今回は、カラーオーダーなく、入荷全艇が白ハルとのことです。なんにしても、新艇はワクワク感が違いますが、艤装品などにもいくつかの違いがありますので、ご紹介しておきます。

 

ラダーヘッド&ガジョン

 

今回のガジョンは、ウェストコーストセーリングと同タイプの国内製ガジョンです。ガジョンについては、精度と強度の問題があり、精度の面ではレーザーのプラスチック製のものが高いのですが、強度の面では改善されてはいるようですが…といった感じです。金属製の三角タイプのものがオーストラリア艇の標準でしたが、若干?の調整を要する場合が多いように思われます。

今回のものも、ガジョンは今までより改良されたもののピンドル側の精度が高くなく、PSJで大分修正されて納品されています。ただ、道具を使う競技ですので、多少の調整はユーザー側で行うことができなくてはなりません。

 

 

 

ラダーヘッドは、レーザータイプのものですが、テーザー用の長さに改良されたアルミティラーが付けられています。レーザーのティラーも付けられますし、レーザーのティラーは、いろいろと販売されていますけれども、テーザーには短いものが多いので、注意が必要です。

ピンドルの位置の間隔が違うので、ガジョンの取付位置も異なります。ラダーヘッドを他の艇から借りるのは難しいかもしれません。アルミの鋳物のタイプならスルーピンなので、付くかもしれませんが…。

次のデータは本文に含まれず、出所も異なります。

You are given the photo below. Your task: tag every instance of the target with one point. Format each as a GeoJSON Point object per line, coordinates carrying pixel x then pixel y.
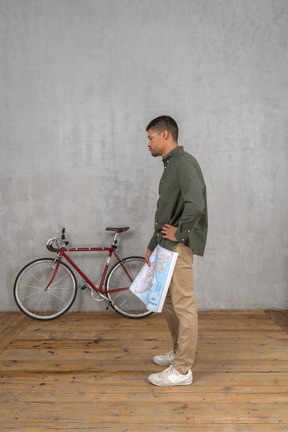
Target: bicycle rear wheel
{"type": "Point", "coordinates": [125, 302]}
{"type": "Point", "coordinates": [34, 300]}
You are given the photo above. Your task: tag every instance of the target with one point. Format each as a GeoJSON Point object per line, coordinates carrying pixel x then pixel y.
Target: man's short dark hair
{"type": "Point", "coordinates": [159, 124]}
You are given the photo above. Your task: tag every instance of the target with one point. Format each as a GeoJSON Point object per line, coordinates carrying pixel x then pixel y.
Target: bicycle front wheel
{"type": "Point", "coordinates": [125, 302]}
{"type": "Point", "coordinates": [31, 294]}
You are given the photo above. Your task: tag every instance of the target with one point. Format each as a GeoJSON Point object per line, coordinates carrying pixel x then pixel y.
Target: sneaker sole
{"type": "Point", "coordinates": [159, 384]}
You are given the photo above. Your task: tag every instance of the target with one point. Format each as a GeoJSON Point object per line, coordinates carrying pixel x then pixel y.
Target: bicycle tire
{"type": "Point", "coordinates": [125, 302]}
{"type": "Point", "coordinates": [32, 298]}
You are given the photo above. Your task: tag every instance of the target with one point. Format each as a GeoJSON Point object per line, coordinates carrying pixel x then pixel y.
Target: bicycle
{"type": "Point", "coordinates": [46, 288]}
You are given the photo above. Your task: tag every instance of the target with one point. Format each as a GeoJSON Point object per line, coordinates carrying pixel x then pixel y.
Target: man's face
{"type": "Point", "coordinates": [156, 143]}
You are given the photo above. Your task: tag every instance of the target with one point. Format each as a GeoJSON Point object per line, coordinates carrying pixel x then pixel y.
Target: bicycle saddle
{"type": "Point", "coordinates": [118, 230]}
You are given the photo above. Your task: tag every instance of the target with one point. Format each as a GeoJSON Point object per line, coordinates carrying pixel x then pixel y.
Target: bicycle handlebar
{"type": "Point", "coordinates": [56, 243]}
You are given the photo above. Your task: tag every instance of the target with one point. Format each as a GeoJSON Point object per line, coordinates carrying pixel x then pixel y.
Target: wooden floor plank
{"type": "Point", "coordinates": [88, 372]}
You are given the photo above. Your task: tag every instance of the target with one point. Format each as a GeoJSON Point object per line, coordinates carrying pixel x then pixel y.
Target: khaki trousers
{"type": "Point", "coordinates": [180, 310]}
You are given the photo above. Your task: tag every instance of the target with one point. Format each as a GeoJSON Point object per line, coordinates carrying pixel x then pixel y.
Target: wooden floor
{"type": "Point", "coordinates": [88, 372]}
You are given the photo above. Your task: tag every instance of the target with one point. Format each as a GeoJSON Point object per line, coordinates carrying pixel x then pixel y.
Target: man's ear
{"type": "Point", "coordinates": [165, 134]}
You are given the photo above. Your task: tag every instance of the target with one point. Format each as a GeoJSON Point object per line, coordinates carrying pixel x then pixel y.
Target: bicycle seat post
{"type": "Point", "coordinates": [115, 241]}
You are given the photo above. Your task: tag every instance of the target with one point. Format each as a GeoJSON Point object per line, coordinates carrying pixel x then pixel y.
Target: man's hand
{"type": "Point", "coordinates": [168, 231]}
{"type": "Point", "coordinates": [147, 256]}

ガジョンの取付位置の関係でドレンプラグの位置も横にずらしてあります。

 

 

 

ガジョンは、レーザーのプラスチック製のと形状が似ているので、90度まで切ることが可能です。そこまで切ることはないと思いますが、一応、ご紹介。

 

〔重要〕ピボットボルトなのですが、今も細いボルトが標準仕様になっています。これ、特にPSJで選んでいるものではなく、ウェストコーストセーリング標準仕様のものですが、オススメしません。ラダー上がりの原因となります。以前からこの件は紹介していますが、先日乗った他の艇もこの細いボルトの仕様のまま、上がり止めロープにエクスパンダーのようにしたショックコードで引っ張っていました。上がりやすい状況を改善せず、ショックコード程度の破弾力で引っ張っても、その一部が切れれば何も意味がないように思います。

以前の記事のリンク

http://ameblo.jp/tasarjapan/entry-11848449615.html

http://ameblo.jp/tasarjapan/entry-12153978391.html

以前の記事を参照していただけると、細いネジを使用した場合の劣化後の状態(写真)があります。太さ調整のためのチューブが劣化していることの他に、使用していたワッシャーを見ていただきたいのですが、中央部を中心に凹んでいます。ラダーヘッドもラダーも下穴はW3/8のインチネジが合うようになっています。そこにワッシャーを介して、細いボルトナットでラダーヘッドを締めるのですが、これでは中心に向かって力がかかっていき、ワッシャーは次第にゆがんでいきます。ワッシャーの役割がうまく機能していません。

ラダーに対して、ラダーヘッドの左右のプレートができるだけ全体的に押さえつけるようにボルトナットの締め付けが働かないとうまくないと思います。W3/8のインチネジに変えれば、下穴と同径なので、ワッシャーは下穴にかからず、元のものより穴ではなく穴の周囲(プレート)を押さえるように働いてくれると思います。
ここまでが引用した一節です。